A few days later, that advice saved my husband’s life. Every evening in the bush, Greg would find a safe spot for us to enjoy cocktails and watch the sunset. That afternoon we parked on a hilltop, with glorious views all around. There were six tourists in our truck, and as we climbed out to stretch our legs, my husband, Jacob, said he needed to answer the call of nature. “I’ll just go over there,” he told Greg, pointing to a clump of bushes.

“No, a leopard was seen down in that valley earlier today,” Greg said, and pointed him in the opposite direction. “Why don’t you go there instead?”

Thirty seconds later, a leopard strolled out of the very same bushes where my husband had originally been headed. The leopard walked toward us. At that terrifying moment we were all out of the jeep, desperately clutching our cocktails.

Greg yelled: “Everyone freeze!” Calmly, deliberately, he moved between the leopard and us, his shoulders squared, arms spread wide. He was using his body as a human shield to protect us. For a few tense seconds he and the leopard regarded each other. Then she decided that this particular prey was not worth her trouble, and she wandered back into the bushes.

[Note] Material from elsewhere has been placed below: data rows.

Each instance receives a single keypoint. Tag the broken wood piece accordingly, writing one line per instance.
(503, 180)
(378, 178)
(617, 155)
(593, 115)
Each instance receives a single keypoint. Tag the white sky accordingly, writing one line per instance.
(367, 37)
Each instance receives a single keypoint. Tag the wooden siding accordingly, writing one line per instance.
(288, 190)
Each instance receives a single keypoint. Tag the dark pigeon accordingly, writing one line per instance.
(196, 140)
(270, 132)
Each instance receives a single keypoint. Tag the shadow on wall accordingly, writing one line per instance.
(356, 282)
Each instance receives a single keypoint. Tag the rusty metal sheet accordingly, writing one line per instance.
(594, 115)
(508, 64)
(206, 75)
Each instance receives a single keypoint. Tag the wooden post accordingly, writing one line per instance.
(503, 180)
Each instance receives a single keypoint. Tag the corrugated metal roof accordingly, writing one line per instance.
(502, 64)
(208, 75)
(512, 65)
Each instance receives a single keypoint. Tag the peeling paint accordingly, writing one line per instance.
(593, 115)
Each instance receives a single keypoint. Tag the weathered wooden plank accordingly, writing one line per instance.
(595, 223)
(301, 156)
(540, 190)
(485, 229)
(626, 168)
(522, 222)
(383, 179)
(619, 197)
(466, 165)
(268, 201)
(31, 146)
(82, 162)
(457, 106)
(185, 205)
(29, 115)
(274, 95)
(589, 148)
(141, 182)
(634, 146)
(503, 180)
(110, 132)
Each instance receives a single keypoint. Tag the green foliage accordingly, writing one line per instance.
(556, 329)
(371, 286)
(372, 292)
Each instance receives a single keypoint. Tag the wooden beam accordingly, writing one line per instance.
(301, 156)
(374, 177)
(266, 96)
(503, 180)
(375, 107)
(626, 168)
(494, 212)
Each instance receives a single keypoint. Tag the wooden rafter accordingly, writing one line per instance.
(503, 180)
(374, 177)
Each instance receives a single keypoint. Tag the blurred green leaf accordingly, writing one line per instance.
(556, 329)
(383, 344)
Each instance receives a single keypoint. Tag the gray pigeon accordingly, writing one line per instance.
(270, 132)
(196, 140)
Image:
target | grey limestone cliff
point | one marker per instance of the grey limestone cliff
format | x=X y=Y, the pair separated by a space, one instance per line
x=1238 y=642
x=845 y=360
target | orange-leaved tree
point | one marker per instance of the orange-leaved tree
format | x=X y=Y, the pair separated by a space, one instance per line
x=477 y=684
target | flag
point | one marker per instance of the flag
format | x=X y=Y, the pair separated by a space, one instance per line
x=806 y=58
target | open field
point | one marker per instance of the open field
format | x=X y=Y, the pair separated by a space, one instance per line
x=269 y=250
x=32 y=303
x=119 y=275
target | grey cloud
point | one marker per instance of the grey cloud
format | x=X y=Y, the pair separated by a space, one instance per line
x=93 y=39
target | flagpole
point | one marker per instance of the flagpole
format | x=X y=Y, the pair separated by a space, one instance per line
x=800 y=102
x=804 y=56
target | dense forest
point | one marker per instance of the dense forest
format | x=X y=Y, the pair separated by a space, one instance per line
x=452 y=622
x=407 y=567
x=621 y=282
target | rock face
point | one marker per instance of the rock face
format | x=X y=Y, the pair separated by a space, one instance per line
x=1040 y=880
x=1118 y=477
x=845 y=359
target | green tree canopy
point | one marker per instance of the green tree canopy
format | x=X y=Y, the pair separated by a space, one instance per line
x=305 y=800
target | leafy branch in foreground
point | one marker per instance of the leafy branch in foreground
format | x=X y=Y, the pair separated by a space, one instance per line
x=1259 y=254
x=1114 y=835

Back at the lodge that evening, as the six of us nursed cocktails with shaky hands, we all agreed that no place in the bush was truly safe. I thought of how confidently Greg had faced down that leopard. I thought about how completely we trusted him to keep us safe.

Then I had a chilling thought: what if he wasn’t the man he claimed to be? What if the bush guide who met us at the remote airstrip was really an impostor, who’d come to collect a truckload of new victims? That’s how a thriller writer’s mind works. We see frightening possibilities behind every incident. We think: “what if?” and the answer always leads us to dark places.

In Die Again, that dark place is the Okavango Delta in Botswana, where seven tourists have flown in for the safari of a lifetime. Surrounded by countless perils, they rely on their hired guide to keep them safe. But days into the journey, their truck suddenly won’t start, and they’re stranded deep in the wilderness.

Six years later in Boston, while investigating a series of bizarre murders, Det. Jane Rizzoli learns that her case is linked to that same doomed safari in Botswana. Now Jane must track down the one person who has seen the killer’s face: the safari’s sole survivor.

A survivor who doesn’t want to be found.